The big picture is that it will use its rocksDB state store in order to check existing keys during process.
Please correct me if I'm wrong, but to make those stateStores fault tolerant too, Kafka streams API will transparently copy the values in the stateStore inside a Kafka topic ( called the change Log).
That way, if our service falls, another service will be able to rebuild its stateStore according to the changeLog found in Kafka.
But it raises a question to my mind, do this " StateStore --> changelog" itself is exactly once ?
I mean, When the service will update its stateStore, it will update the changelog in an exactly once fashion too.. ?
If the service crash, another one will take the load, but can we sure it won't miss a stateStore update from the crashing service ?
Regards,
Yannick
Short answer is yes.
Using transaction - Atomic multi-partition write - Kafka Streams insure, that when offset commit was performed, state store was also flashed to changelog topic on the brokers.

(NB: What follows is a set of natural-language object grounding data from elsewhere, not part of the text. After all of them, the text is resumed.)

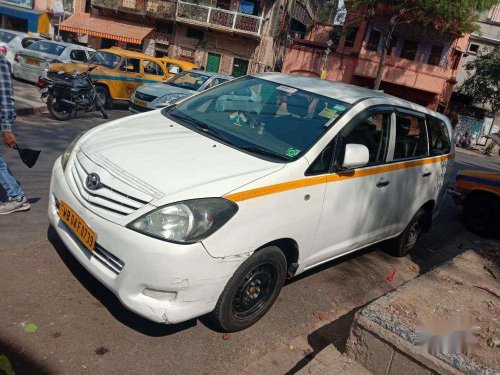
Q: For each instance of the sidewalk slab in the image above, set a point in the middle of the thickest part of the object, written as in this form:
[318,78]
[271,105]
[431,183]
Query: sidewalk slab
[456,303]
[27,99]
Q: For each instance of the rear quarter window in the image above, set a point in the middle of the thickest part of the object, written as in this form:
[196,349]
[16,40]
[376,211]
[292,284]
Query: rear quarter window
[439,137]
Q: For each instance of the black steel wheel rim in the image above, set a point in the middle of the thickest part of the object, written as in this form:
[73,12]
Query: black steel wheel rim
[255,290]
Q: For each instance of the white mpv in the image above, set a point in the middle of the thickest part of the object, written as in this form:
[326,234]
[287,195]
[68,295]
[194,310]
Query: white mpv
[208,205]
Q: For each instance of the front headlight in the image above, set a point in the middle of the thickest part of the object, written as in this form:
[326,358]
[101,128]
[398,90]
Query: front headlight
[67,153]
[186,222]
[170,98]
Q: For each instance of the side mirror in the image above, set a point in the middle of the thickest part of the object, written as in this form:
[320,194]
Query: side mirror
[355,155]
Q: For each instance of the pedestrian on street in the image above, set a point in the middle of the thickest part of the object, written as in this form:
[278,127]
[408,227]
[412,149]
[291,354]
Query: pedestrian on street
[16,201]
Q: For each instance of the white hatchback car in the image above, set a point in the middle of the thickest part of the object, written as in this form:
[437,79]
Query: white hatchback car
[209,204]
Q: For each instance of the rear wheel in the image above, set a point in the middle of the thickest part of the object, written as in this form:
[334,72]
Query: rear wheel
[59,111]
[252,290]
[103,95]
[406,241]
[481,214]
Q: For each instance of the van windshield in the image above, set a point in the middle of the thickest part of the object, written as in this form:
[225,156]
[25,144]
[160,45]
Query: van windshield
[261,117]
[107,59]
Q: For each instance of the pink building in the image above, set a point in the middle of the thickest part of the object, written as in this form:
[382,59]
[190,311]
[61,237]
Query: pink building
[421,64]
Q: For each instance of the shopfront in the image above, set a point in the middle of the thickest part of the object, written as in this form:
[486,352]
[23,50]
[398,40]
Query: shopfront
[19,15]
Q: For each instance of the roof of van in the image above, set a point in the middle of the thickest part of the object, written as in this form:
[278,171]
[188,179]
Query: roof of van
[347,93]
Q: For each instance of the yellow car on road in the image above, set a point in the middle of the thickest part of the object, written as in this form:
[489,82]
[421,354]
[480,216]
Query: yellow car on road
[479,193]
[120,72]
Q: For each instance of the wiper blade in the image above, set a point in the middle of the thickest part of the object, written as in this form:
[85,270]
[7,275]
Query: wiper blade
[262,151]
[200,125]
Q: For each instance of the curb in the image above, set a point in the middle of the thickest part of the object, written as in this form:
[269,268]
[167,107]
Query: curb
[30,111]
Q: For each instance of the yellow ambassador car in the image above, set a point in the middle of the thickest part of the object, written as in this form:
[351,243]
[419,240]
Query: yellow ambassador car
[479,193]
[120,72]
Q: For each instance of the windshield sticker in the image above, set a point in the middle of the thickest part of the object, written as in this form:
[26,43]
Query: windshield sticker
[328,113]
[239,118]
[292,152]
[339,108]
[287,89]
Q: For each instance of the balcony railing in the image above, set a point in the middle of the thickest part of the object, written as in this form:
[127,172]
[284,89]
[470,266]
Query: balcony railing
[153,8]
[218,18]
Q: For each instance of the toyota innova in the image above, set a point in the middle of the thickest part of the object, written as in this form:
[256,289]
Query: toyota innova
[208,205]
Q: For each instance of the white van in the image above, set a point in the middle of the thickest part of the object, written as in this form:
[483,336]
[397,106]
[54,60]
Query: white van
[208,205]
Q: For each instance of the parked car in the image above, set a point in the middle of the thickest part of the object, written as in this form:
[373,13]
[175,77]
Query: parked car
[119,72]
[479,194]
[16,41]
[158,95]
[34,61]
[175,66]
[208,205]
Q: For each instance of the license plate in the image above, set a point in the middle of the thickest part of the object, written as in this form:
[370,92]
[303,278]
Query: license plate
[78,226]
[32,61]
[140,102]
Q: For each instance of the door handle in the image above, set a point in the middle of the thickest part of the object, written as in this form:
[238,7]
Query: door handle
[383,183]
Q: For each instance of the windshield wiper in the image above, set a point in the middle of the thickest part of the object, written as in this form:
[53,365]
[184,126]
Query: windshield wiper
[200,125]
[262,151]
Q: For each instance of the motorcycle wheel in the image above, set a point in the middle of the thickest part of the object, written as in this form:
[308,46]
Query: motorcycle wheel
[59,111]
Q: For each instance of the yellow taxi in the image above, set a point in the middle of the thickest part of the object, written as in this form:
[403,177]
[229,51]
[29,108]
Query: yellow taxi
[119,72]
[479,193]
[176,66]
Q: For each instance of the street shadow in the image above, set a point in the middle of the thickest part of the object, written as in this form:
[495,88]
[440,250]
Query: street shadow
[21,361]
[108,299]
[335,333]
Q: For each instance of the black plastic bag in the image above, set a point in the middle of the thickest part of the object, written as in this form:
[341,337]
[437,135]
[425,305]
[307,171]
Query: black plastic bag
[28,156]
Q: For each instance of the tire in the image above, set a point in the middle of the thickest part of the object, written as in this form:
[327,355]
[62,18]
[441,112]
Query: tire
[58,111]
[481,215]
[103,94]
[405,242]
[243,302]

Above operations are Atomic, so if one of them will failed, application will reprocess messages from previous offset position.
You can read in following blog more about exactly once semantic https://www.confluent.io/blog/enabling-exactly-kafka-streams/. There is section: How Kafka Streams Guarantees Exactly-Once Processing
.
But it raises a question to my mind, do this " StateStore --> changelog" itself is exactly once ?
Yes -- as others have already said here. You must of course configure your application to use exactly-once semantics via the configuration parameter processing.guarantee
, see https://kafka.apache.org/21/documentation/streams/developer-guide/config-streams.html#processing-guarantee (this link is for Apache Kafka 2.1).
We're trying to achieve a deduplication service using Kafka Streams. The big picture is that it will use its rocksDB state store in order to check existing keys during process.
There's also an event de-duplication example application available at https://github.com/confluentinc/kafka-streams-examples/blob/5.1.0-post/src/test/java/io/confluent/examples/streams/EventDeduplicationLambdaIntegrationTest.java. This links points to the repo branch for Confluent Platform 5.1.0, which uses Apache Kafka 2.1.0 = the latest version of Kafka available right now.